Aborygeni i konsumenci to niewątpliwie wartościowe studium szerokiej społeczno-ekonomicznej panoramy procesów związanych z piłką nożną. Nasycenie danymi i opisami różnych aspektów kulturowej historii futbolu, solidna podstawa bibliograficzna oraz własne badania etnograficzne przeprowadzone wśród kibiców Lechii Gdańsk i holenderskiego FC Twente czynią z omawianej pracy wielowymiarowe źródło wiedzy, pożyteczne zarówno dla badaczy, jak i pasjonatów rozmaitych kontekstów futbolu. Należy jednak zauważyć, że Antonowicz, Kossakowski i Szlendak skupili się na zjawiskach już dość dobrze znanych i opisanych, a formułowane przez nich wnioski pokrywają się z tymi zawartymi w znanych opracowaniach, a także niektórych przekazach publicystycznych. Pomimo tego wysuwanie wobec autorów zarzutu wtórności byłoby niesprawiedliwością, biorąc pod uwagę wspomnianą na początku skromność dorobku polskich badań nad futbolem. Zaletą tej książki jest także fakt, że poprzez złożoną analizę wpisuje się ona w dyskurs wyraziście krytyczny wobec futbolowego kapitalizmu. Jednak obecny kibicowski opór, zwłaszcza na peryferiach i półperyferiach globalnego kapitalizmu, a zatem także w Polsce, nie przybiera koherentnej antykapitalistycznej formy i w coraz większym zakresie artykułowany jest poprzez narracje nacjonalistyczne oraz ksenofobiczne.
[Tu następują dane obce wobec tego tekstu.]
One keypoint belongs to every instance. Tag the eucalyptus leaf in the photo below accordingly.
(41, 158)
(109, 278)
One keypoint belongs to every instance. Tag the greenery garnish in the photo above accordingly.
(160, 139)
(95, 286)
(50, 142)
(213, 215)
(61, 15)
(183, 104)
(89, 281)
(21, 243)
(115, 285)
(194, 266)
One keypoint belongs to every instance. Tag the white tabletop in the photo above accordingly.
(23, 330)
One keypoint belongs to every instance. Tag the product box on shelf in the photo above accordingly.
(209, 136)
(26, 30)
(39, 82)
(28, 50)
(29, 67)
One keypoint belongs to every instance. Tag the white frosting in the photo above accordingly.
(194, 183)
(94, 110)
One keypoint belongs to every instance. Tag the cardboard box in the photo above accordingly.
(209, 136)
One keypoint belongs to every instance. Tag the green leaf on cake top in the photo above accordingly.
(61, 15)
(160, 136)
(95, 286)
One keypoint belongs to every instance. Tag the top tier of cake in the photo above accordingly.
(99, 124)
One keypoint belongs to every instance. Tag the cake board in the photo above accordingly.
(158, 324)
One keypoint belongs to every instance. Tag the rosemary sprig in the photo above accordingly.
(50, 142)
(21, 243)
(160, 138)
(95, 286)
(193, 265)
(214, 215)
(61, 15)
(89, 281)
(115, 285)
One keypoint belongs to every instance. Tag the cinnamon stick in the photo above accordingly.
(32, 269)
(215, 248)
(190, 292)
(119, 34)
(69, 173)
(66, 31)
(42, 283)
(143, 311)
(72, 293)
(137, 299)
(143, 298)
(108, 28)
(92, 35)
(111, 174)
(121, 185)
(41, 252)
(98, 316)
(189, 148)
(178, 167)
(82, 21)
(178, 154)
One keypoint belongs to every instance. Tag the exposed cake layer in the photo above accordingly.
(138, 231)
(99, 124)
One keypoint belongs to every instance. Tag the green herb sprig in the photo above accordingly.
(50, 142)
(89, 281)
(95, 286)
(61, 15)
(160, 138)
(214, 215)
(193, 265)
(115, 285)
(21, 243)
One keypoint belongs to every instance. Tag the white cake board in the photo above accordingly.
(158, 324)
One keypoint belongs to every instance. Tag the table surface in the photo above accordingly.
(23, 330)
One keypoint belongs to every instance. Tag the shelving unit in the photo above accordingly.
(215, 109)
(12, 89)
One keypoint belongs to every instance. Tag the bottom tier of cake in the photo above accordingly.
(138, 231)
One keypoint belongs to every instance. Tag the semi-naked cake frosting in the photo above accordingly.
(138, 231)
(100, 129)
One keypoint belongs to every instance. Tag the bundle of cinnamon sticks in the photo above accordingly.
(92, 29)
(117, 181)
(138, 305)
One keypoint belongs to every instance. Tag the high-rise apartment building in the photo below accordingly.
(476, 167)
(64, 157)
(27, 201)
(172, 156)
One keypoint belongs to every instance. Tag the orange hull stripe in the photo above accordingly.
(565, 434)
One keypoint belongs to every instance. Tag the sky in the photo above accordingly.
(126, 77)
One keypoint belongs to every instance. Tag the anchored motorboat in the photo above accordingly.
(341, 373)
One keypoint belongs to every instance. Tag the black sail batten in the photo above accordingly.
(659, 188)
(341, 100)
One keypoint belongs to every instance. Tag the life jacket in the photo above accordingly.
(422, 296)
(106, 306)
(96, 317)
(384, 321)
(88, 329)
Jako wrogi „obcy” postrzegany jest podmiot słabszy, kulturowo odmienny, łatwy do napiętnowania na płaszczyźnie powierzchownej wizji polityki i historii. Dlatego rzeczywista „wartościująca negacja”, by przypomnieć autodefinicyjny termin autorów Aborygenów i konsumentów, wydaje się kierunkiem niezwykle potrzebnym w krytycznych badaniach nad kulturą sportu.

Wykaz literatury

Dunning, Eric. 2005. The Social Roots of Football Hooliganism: A Reply to the Critics of the ‘Leicester School’ W: Football, Violence and Social Identity, red. Richard Giulianotti, Norman Bonney i Mike Hepworth. New York: Routledge. Luttwak, Edward. 2000. Turbokapitalizm: Zwycięzcy i przegrani światowej gospodarki. Tłum. Ewa Kania. Wrocław: Wydawnictwo Dolnośląskie.